當初爲什麼沒和孫策聯姻,偏偏一時口滑,嫁給了龐德?
馬超正想着,前面走來兩個虎賁郎,一邊走一邊說話,見馬超身着羽林中郎將的官服,兩人停下,讓在一旁,拱手施禮。馬超也沒在意,匆匆點了點頭,也沒說話,大步向前走。走了兩步,忽然聽到身後兩人輕笑,一人說道:“且,看他還能得意幾時。”馬超心中一驚,停住腳步,回頭看了一眼。
那兩人只顧着向前走,也沒往身後看,只當馬超走遠了,繼續說笑,一個說道:“仲舉,你可別這麼說,他如今聖眷正隆,可得罪不起。”
“你是說取公主麼?如今涼州娶公主的又不是他一個,我郭家也有公主,放眼整個涼州,迎娶公主的比比皆是,馬家又算什麼?一個被招安的叛將罷了……”
馬超聽得惱火,喝了一聲:“嘿!”
那兩個郎官聞聲回頭,見馬超正看着他們,頓時有些緊張,互相看了一眼。“將軍……叫我們?”
馬超招了招手。“過來!”
兩人很是不安,卻不敢不來,急步小趨,來到馬超面前,拱手道:“不知將軍有何指教?”
“聽你們口音,是涼州人?”
兩人不敢怠慢,拱手施禮,報上姓名,他們都是金城郡人,高些的叫顏俊,矮些的叫郭立,不久前剛剛入宮爲郎。馬超一聽就知道了。金城郭氏是大姓,自然在天子籠絡的世家之列,嫁一個公主是情理之中的事,這個郭立大概就是因此入朝爲郎的。如果能夠支持天子中興,郭家自然青雲直上,根本不會將他們這個託名扶風馬家的寒門看在眼裏。
郭立眨眨眼睛。

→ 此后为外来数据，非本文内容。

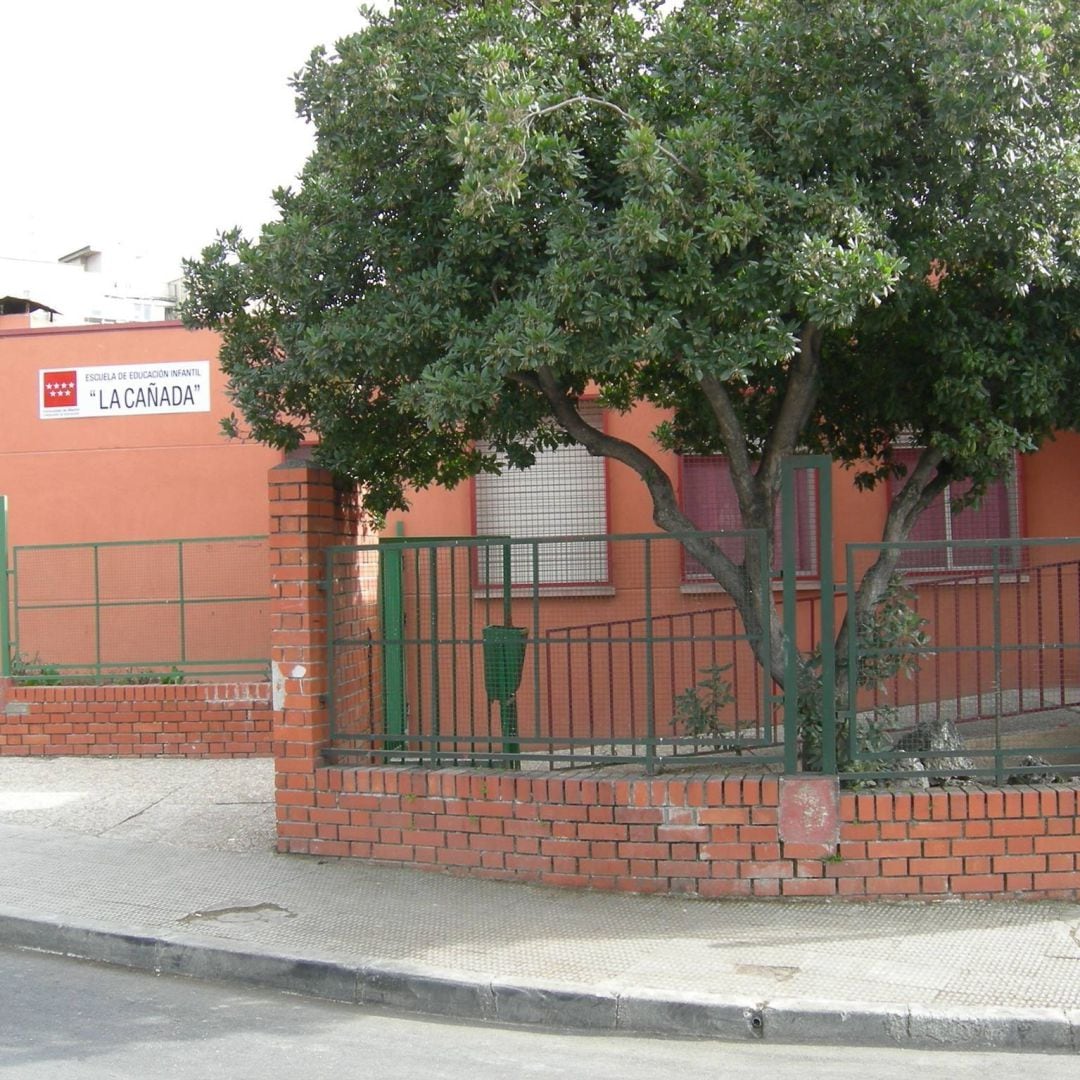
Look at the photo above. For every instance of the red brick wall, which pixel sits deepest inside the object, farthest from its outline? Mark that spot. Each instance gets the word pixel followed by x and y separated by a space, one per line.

“麴家可是金城赫赫有名的右姓,麴義雖然離家多年,但鄉里還是知道他的。”
馬超笑笑。“知道他怎麼死的麼?”
郭立尷尬地搖了搖頭。他當然知道麴義怎麼死的,可是當着馬超的面,他沒法說。
“孫將軍擊殺他的時候,我也在。”馬超笑容更加燦爛,眼中卻看不出一絲暖意,如刀鋒一般的目光在郭立脖子上掃來掃去,左手摩挲着刀環,殺意蓬勃而出。郭立大喫一驚,下意識地向後退了一步。他在宮裏當差,知道馬超有一手絕技叫出手劍,看他這氣勢,隨時可能拔刀出鞘,豈能不驚。
馬超哈哈大笑,散去殺意,意味深長地說道:“你不用這麼緊張,這是在宮裏,連說話都要小心,沒人敢輕易殺人。二位,好自爲之。”說完,拱拱手,揚長而去。
郭立半晌鬆開握得緊緊的刀環,長長的吁了一口氣。他看着馬超遠去的背影,抹了抹額頭的冷汗。他聽得懂馬超的言外之意。他們說的話,馬超都聽到了,在宮裏不會拿他們怎麼樣,但出了宮就不好說了。他惱羞成怒,咬牙切齒的罵道:“這羌奴,竟敢威脅我,將來定要他好看。”
顏俊扯了扯他,低聲說道:“仲舉慎言,這馬超武藝高強,心胸又狹隘,睚眥必報,你何必惹他,走吧,走吧,有人來了。”
郭立正欲再說幾句狠話挽回一點面子,見衛覬捧着一摞文書迎面走來,只好閉上了嘴巴,露出一臉的笑容,向衛覬拱手行禮。衛覬放慢腳步,含笑點頭致意,又快步離開。
郭立心情好了很多。“你看,還是讀書人知禮儀,不似那莽夫自以爲是。”
顏俊點頭贊同,拉着郭立離開。
衛覬回到尚書檯,來到荀彧的房間,將文書擺在荀彧面前,卻沒有轉身離開。